Já compreendi melhor o carnaval, ou melhor, já o senti sem o perceber. Em criança éramos iniciados nesta festividade com extraordinária facilidade. Se a brincadeira era a melhor forma de vida ao longo do ano, um divertimento deste tipo atraía qualquer um, e, além de mais, não tínhamos aulas até à maldita quarta-feira de cinzas em que passávamos dos oito aos oitenta. A partir daqui nada de brincadeiras, pelo menos as mais aparatosas e visíveis ao olhar dos adultos, tínhamos de refrear a língua a que se juntava a obrigatoriedade de um cinzentismo patético com muito pouco riso. Era a mesma coisa que entrar num deserto de tristeza onde imperavam normas sociais e religiosas bastante apertadas, aliviadas apenas a meio da Quaresma, em que se chegavam a realizar os desejados bailes de micarême para compensar a excessiva abstinência.

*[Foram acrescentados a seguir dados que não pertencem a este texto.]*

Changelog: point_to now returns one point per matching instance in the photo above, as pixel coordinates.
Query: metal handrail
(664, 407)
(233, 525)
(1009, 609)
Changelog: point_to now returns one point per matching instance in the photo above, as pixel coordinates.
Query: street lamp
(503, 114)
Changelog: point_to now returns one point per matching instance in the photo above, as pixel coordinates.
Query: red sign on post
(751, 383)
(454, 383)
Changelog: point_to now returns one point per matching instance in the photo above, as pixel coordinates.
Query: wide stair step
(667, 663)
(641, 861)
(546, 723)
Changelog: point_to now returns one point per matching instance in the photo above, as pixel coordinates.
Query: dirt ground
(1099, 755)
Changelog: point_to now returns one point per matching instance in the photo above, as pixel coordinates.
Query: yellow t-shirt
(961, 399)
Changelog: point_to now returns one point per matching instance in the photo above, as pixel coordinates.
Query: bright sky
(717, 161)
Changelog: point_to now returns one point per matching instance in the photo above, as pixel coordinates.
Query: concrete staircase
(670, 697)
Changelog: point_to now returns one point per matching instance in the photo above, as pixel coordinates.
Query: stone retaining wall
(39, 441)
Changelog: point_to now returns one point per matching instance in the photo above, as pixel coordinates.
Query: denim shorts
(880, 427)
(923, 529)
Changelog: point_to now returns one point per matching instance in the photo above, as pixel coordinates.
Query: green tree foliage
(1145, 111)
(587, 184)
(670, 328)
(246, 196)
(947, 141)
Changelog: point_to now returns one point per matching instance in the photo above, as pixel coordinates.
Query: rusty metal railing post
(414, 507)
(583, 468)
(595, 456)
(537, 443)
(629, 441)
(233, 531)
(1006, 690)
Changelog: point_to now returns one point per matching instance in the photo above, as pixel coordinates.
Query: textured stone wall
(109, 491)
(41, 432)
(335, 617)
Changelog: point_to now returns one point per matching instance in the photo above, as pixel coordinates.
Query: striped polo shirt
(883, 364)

Abstinência a que não era estranha a imposição de dietas rigorosas, com as quais embirrava, mas o facto de ser criança sempre ajudava a furar o regime.
O desejo de vestir de forma diferente era agradável, mas eu preferia as serpentinas, os papelinhos, os "estalinhos", as bichas-de-rabear e até as "bombas", apesar de todos os avisos e perigos inerentes ao seu uso, mas, às escondidas, lá ia uma ou outra. Ainda vi, gozava que nem um perdido, jogar ao caco, as "caqueiradas", em que lançavam, de mão em mão, velhos cântaros de barro de asa partida ou rachados, que, desta forma, encontravam uma última finalidade, divertir os foliões, escaqueirando-se no chão quando na roda alguém não os conseguia apanhar.
Recordo de me terem vestido de carnaval por duas vezes, a primeira, fruto de uma birra própria de criança, queria imitar as outras, consegui, in extremis, que me transformassem numa espécie de pescador meio aldrabado, com uma rede às costas. Para quê? Para ficar encostado à parede da estação a apanhar sol e ver as pessoas nas suas múltiplas azáfamas. O que me alegrou mais foi o bigode feito com um pedaço de carvão. A segunda já foi mais elaborada. Um tio lembrou-se de me oferecer um traje de arlequim, sofisticado para a época e local, a contrastar com a pobreza do traje de pescador do ano anterior, transformando-me numa personagem que só muito mais tarde fiquei a saber quem era. Vaidoso, tapei a cara com a máscara e entrei, na calada da noite, escura como o breu, pela porta da cozinha de uma familiar, provocando-lhe um tremendo susto, quase de morte, tamanho foi o grito e o chilique. Fugi para casa e despi-o.
Hoje, sábado, vi as fotografias dos meus netos, o "homem-aranha", a "mulher-gata" e a "sevilhana", todos felizes, a brincarem ao carnaval. Fazem bem, pelo menos não vão ficar ansiosos com o período que se segue, a Quaresma e as suas restrições, por vezes mais do que severas, e também não correm riscos de sofrer no corpo muitas das asneiras e imprudências que antigamente se faziam, mas que tenho pena de não poder lançar uma bomba-de-rabear, lá isso tenho, mas, agora, compenso essa saudade, vendo na televisão outras "bombas" a rabear...

1 comentário:

Tavares Moreira disse...

Caro Professor,

Como eu me recordo de tantas brincadeiras e partidas de Carnaval semelhantes às que, com a magia da sua escirta, aqui nos descreve com tanta graça!
Confesso-lhe que fiquei hoje um tanto surpreendido pois, tendo esta manhã feito alguns quilómetros no paredão Estoril-Cascais, onde havia bastante gente como é habitual ao fim-de-semana, não vi uma só criança fantasiada para assinalar a quadra! O que se passa?